240. — DE MADAME DE SÉVIGNÉ À MADAME DE GRIGNAN.

À Paris, vendredi 22e janvier, à dix heures du soir.

Enfin, ma fille, c’est tout ce que je puis faire que de quitter le petit coucher de Mademoiselle d’Adhémar pour vous écrire. Si vous ne voulez pas être jalouse, je ne sais que vous dire : c’est la plus aimable enfant que j’aie jamais vue : elle est vive, elle est gaie, elle a de petits desseins et de petites façons qui plaisent tout à fait.

J’ai été aujourd’hui chez Mademoiselle, qui m’a envoyé dire d’y aller. Monsieur y est venu, il m’a parlé de vous : il m’a assurée que rien ne pouvoit tenir votre place au bal ; il m’a dit que votre absence ne devoit pas m’empêcher d’aller voir son bal : c’est justement de quoi j’ai grande envie.

Il a été fort question de la guerre, qui est enfin très-certaine. Nous attendons la résolution de la reine d’Espagne[1] ; et quoi qu’elle dise, nous voulons guerroyer. Si elle est pour nous, nous fondrons sur les Hollandois ; si elle est contre nous, nous prendrons la Flandre ; et quand nous aurons commencé la noise, nous ne l’apaiserons peut-être pas aisément. Cependant nos troupes marchent vers Cologne. C’est M. de Luxembourg qui doit ouvrir la scène. Il y a quelques mouvements en Allemagne.

J’ai fort causé avec Monsieur d’Uzès. Notre abbé lui a parlé de très-bonne grâce du dessein qu’il a pour l’abbé de Grignan[2]. Il faut tenir cette affaire très-secrète ; c’est sur la tête de Monsieur d’Uzès qu’elle roule ; car on ne peut obtenir de Sa Majesté les agréments nécessaires que par son moyen. On me dit en rentrant ici que le chevalier de Grignan[3] a la petite vérole chez Monsieur d’Uzès : ce seroit un grand malheur pour lui, un grand chagrin pour ceux qui l’aiment, et un grand embarras pour Monsieur d’Uzès, qui seroit hors d’état d’agir dans toutes les choses où l’on a besoin de lui : voilà qui seroit digne de mon malheur ordinaire.

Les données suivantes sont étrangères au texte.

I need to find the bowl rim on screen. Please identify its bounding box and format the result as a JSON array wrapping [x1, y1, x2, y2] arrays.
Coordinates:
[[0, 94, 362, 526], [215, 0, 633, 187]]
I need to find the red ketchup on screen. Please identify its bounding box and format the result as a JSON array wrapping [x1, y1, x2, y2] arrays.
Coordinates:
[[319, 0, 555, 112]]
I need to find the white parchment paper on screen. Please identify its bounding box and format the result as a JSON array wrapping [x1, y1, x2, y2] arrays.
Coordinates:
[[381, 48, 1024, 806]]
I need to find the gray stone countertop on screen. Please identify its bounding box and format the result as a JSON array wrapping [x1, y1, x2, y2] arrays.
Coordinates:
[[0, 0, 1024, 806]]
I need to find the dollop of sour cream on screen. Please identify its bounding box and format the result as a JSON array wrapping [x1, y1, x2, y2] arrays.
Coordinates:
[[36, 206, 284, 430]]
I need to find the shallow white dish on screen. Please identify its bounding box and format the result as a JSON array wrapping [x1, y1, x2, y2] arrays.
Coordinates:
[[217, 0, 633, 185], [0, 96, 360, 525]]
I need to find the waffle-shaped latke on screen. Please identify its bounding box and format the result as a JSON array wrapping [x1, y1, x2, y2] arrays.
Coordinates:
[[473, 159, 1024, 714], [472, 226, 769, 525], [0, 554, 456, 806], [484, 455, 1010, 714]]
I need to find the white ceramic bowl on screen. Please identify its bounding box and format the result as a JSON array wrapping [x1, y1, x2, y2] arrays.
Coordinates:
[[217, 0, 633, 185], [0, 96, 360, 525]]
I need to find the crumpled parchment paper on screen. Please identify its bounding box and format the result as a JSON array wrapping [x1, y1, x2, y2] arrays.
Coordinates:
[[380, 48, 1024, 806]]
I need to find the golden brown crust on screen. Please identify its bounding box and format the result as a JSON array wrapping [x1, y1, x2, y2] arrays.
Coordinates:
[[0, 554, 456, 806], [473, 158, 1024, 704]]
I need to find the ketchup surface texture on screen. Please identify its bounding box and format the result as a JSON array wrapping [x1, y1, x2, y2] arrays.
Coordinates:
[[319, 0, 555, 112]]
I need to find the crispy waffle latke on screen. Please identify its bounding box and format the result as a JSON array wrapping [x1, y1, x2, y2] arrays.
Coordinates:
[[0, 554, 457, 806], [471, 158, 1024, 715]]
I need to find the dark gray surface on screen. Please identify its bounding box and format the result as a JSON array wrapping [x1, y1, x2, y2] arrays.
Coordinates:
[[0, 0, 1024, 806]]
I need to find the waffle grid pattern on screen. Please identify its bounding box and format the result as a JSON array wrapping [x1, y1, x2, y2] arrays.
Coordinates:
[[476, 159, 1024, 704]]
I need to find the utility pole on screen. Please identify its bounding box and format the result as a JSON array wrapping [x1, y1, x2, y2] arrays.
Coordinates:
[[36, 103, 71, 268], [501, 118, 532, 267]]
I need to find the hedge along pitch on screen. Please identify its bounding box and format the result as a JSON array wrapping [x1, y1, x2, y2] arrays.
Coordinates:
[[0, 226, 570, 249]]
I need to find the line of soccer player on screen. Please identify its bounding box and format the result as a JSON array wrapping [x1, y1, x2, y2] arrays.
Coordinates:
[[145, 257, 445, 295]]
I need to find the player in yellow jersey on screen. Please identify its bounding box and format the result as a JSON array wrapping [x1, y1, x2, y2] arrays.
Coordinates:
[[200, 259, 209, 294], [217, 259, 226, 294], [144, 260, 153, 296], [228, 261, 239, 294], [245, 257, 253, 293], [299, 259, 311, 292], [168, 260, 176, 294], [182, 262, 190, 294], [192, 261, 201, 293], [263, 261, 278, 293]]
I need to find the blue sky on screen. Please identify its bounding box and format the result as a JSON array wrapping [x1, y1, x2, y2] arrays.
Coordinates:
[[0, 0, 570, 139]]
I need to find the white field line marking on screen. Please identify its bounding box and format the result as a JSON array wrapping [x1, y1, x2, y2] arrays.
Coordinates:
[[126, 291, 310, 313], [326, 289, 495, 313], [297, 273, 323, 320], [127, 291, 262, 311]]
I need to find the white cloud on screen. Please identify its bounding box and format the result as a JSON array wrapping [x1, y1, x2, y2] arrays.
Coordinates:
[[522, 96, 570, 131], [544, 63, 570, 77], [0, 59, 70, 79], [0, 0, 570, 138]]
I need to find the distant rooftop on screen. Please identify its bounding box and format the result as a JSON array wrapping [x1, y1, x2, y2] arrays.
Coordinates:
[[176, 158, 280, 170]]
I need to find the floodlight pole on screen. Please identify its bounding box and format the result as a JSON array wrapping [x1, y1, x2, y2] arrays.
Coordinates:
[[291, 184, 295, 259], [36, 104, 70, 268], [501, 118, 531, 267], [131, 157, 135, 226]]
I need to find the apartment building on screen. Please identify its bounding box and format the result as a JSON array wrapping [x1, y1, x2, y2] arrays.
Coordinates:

Vous me louez continuellement sur mes lettres, et je n’ose plus vous parler des vôtres, de peur que cela n’ait l’air de rendre louanges pour louanges ; mais encore ne faut-il pas se contraindre jusqu’à ne pas dire la vérité. Vous avez des pensées et des tirades incomparables, il ne manque rien à votre style. D’Hacqueville et moi, nous étions ravis de lire certains endroits brillants ; et même dans vos narrations, l’endroit qui regarde le Roi, votre colère contre Lauzun et contre l’Évêque, ce sont des traits de maître. Quelquefois j’en donne aussi une petite part à Mme de Villars ; mais elle s’attache aux tendresses, et les larmes lui en viennent fort bien aux yeux. Ne craignez point que je montre vos lettres mal à propos ; je sais parfaitement bien ceux qui en sont dignes, et ce qu’il en faut dire ou cacher.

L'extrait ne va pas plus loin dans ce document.